En el juego de conspiraciones empujadas por el actual caudillo, la Corte Suprema de Justicia (CSJ), bajo influencia directa del FSLN, decidió el ocho de junio pasado arrebatar a la oposición el control del Partido Liberal Independiente (PLI), y de esa forma impedir la participación electoral de la principal competencia de Ortega, la Coalición Nacional por la Democracia agrupada en torno al opositor Eduardo Montealegre. “Con su sentencia, la Sala Constitucional de la CSJ estaría dando un jaque mate al proceso electoral si la sentencia no es revertida o si el Consejo Superior de Elecciones (CSE) procede a cumplir la sentencia de la Corte, siendo que nos encontramos en un proceso electoral porque ya se ha publicado el calendario electoral y la coalición democrática ya eligió su fórmula presidencial”, dijo el analista político Carlos Tünnermann Bernheim, refiriéndose a la situación de la oposición.

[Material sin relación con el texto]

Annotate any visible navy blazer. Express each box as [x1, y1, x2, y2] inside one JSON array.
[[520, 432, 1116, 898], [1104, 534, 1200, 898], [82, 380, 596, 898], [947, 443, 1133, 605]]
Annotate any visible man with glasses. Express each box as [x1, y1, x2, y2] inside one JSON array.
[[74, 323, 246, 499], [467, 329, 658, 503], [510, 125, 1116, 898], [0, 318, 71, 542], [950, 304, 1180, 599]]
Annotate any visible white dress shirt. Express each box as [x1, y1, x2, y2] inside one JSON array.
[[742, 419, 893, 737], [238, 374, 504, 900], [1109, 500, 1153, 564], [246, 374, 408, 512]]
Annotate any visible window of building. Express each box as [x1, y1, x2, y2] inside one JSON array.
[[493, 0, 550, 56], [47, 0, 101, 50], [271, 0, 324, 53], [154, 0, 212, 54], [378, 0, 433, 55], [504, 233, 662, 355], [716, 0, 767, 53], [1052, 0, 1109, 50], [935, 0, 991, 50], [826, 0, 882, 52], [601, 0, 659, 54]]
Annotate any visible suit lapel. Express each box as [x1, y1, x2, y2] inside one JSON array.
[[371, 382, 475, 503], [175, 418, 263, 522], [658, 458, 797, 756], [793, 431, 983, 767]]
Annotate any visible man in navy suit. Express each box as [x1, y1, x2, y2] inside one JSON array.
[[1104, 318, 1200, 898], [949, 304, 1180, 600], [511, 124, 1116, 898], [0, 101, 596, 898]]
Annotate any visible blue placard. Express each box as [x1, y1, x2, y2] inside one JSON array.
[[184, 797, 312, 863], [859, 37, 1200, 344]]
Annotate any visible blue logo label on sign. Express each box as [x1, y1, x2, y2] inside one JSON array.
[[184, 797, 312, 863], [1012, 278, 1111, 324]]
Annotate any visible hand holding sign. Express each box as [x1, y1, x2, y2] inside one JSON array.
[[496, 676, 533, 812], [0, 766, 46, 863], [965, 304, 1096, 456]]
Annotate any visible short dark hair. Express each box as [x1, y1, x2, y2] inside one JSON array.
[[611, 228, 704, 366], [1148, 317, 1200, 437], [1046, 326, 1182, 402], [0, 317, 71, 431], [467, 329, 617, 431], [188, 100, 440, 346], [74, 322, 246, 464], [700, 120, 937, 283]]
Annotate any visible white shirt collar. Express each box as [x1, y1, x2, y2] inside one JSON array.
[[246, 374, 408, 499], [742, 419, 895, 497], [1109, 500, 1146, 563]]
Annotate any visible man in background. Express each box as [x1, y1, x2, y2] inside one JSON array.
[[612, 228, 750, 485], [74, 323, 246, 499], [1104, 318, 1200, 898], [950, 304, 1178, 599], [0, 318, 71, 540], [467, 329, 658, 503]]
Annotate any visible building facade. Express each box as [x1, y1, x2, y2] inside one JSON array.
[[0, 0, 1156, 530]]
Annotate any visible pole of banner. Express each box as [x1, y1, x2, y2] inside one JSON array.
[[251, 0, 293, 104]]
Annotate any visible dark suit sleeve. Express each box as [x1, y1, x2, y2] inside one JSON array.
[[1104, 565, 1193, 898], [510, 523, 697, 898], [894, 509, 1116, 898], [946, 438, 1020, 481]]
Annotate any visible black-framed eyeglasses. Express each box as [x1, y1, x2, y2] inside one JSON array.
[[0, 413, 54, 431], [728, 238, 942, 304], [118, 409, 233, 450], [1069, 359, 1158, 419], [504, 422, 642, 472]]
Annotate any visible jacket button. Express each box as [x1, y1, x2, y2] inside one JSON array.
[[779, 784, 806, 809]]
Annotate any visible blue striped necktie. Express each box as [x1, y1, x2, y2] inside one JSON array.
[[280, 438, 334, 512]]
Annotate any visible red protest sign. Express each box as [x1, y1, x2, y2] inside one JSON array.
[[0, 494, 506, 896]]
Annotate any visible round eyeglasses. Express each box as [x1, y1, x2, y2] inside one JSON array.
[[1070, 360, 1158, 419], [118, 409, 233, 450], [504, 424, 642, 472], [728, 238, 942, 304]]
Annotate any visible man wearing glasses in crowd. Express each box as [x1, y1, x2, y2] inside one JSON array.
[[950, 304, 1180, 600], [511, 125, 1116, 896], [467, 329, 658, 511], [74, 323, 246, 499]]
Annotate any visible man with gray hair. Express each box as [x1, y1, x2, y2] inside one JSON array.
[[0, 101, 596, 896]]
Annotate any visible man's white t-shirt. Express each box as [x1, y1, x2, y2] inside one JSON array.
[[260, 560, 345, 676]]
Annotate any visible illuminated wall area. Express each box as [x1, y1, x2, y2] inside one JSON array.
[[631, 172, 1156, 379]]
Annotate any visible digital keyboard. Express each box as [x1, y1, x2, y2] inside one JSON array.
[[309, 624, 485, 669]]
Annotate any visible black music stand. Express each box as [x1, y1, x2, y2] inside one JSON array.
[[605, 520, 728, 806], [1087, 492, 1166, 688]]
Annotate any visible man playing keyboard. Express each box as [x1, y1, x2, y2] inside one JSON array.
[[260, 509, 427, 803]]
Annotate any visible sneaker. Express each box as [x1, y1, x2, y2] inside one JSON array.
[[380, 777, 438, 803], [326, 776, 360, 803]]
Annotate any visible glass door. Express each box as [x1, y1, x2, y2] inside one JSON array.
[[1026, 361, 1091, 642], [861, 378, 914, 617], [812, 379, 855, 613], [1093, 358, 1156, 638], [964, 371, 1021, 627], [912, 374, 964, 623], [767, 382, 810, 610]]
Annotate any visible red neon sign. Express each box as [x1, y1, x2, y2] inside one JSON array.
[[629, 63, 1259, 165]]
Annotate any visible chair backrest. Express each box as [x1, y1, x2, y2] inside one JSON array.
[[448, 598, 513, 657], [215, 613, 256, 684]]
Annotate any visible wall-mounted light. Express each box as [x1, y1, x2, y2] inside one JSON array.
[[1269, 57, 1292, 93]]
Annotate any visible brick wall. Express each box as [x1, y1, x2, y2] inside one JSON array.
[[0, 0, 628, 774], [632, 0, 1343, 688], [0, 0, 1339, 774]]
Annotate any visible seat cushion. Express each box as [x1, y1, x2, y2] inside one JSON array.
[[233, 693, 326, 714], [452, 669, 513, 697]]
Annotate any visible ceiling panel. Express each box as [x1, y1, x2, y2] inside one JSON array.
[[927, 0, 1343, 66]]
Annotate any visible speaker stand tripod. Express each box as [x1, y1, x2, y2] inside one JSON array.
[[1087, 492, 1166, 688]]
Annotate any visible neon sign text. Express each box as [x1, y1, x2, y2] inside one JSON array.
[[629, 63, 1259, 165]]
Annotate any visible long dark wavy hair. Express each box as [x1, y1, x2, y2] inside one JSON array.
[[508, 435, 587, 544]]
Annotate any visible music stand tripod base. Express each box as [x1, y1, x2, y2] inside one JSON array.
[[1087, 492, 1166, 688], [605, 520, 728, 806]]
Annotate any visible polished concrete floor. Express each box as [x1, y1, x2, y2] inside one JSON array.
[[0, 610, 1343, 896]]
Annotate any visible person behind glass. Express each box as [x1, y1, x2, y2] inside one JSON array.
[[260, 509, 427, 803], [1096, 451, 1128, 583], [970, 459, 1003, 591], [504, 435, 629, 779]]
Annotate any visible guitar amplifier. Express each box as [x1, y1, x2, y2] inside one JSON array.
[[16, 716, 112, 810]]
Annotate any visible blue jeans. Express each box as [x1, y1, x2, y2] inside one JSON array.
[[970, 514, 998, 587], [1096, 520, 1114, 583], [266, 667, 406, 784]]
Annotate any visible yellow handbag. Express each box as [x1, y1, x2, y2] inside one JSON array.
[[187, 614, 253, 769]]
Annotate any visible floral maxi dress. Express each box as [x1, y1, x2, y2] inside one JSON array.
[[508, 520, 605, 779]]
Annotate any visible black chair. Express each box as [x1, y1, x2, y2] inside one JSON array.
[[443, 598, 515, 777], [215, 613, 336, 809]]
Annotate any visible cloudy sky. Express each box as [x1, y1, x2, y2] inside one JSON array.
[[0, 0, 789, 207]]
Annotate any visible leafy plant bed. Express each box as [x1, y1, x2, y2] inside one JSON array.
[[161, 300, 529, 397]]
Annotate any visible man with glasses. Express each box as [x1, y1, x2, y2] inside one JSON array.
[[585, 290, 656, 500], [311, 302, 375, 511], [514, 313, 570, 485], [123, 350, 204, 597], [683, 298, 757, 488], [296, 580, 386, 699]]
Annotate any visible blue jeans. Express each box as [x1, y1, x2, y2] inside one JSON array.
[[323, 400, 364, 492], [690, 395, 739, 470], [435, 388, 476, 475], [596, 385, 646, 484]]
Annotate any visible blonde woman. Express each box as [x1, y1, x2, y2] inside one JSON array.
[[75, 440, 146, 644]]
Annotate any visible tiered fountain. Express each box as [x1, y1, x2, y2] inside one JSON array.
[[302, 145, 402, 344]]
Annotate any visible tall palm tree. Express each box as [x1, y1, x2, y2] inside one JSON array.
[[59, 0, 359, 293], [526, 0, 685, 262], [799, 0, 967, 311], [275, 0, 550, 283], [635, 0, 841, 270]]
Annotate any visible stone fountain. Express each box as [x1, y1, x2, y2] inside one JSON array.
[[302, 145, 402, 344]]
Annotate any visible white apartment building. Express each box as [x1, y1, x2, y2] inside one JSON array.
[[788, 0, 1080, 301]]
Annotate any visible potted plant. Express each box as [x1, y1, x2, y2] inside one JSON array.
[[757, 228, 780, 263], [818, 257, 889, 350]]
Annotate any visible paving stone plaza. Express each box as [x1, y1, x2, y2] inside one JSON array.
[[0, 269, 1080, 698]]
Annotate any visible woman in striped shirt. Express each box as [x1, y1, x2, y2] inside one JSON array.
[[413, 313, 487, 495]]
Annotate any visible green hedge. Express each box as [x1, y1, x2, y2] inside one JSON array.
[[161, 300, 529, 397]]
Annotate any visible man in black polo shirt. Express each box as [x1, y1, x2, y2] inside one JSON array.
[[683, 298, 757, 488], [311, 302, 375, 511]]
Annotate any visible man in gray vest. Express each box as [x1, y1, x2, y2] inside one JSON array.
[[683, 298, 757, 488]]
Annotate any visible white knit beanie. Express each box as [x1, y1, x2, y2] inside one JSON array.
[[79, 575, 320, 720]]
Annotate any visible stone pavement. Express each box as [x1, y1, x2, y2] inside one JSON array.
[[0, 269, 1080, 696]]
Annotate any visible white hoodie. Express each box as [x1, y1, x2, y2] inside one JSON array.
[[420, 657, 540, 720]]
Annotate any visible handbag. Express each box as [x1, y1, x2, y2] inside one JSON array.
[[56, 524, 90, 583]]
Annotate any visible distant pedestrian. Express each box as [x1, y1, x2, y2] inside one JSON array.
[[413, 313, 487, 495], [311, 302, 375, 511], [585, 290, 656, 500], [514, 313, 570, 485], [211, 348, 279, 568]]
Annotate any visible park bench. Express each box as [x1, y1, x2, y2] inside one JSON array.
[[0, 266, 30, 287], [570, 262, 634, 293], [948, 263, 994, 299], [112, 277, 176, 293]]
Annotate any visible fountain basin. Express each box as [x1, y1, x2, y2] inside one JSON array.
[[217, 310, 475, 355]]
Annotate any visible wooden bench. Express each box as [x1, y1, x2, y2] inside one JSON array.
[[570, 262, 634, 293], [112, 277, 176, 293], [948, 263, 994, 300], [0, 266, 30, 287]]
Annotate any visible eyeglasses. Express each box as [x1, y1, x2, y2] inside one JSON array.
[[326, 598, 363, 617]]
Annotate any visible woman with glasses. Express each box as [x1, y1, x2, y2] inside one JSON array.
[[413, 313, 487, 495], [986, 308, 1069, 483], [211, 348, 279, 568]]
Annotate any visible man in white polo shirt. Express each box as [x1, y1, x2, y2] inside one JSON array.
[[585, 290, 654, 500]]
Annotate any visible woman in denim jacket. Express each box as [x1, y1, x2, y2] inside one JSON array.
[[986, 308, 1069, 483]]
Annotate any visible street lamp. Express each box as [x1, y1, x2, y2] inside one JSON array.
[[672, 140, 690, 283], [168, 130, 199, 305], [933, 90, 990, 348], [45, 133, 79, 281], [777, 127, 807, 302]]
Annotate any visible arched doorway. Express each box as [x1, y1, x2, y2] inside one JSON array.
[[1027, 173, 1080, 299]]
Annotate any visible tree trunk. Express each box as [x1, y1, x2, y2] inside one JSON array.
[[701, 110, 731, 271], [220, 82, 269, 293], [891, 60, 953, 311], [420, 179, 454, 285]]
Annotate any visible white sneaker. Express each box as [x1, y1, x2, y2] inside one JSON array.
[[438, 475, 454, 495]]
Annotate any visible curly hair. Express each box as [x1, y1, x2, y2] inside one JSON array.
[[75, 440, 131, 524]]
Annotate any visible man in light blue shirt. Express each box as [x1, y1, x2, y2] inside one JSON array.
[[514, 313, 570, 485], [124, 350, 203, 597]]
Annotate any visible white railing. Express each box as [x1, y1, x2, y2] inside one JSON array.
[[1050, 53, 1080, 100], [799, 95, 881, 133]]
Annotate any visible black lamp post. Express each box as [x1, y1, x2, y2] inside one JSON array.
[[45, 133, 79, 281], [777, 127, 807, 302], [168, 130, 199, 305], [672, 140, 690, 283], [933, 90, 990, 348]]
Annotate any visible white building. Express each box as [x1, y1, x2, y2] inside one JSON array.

Nicaragua es una crónica triste, una película que se repite.

 

*Octavio Enriquez es periodista nicaragüense, redactor del diario LA PRENSA. En 2011 ganó el premio Ortega y Gasset con un reportaje seriado sobre la fortuna del fallecido exministro de Interior de Nicaragua, Tomás Borge; y en 2014 ganó el premio Rey de España con el reportaje La Mafia del Granadillo, que narra el entretejido del tráfico ilegal de maderas preciosas en su país.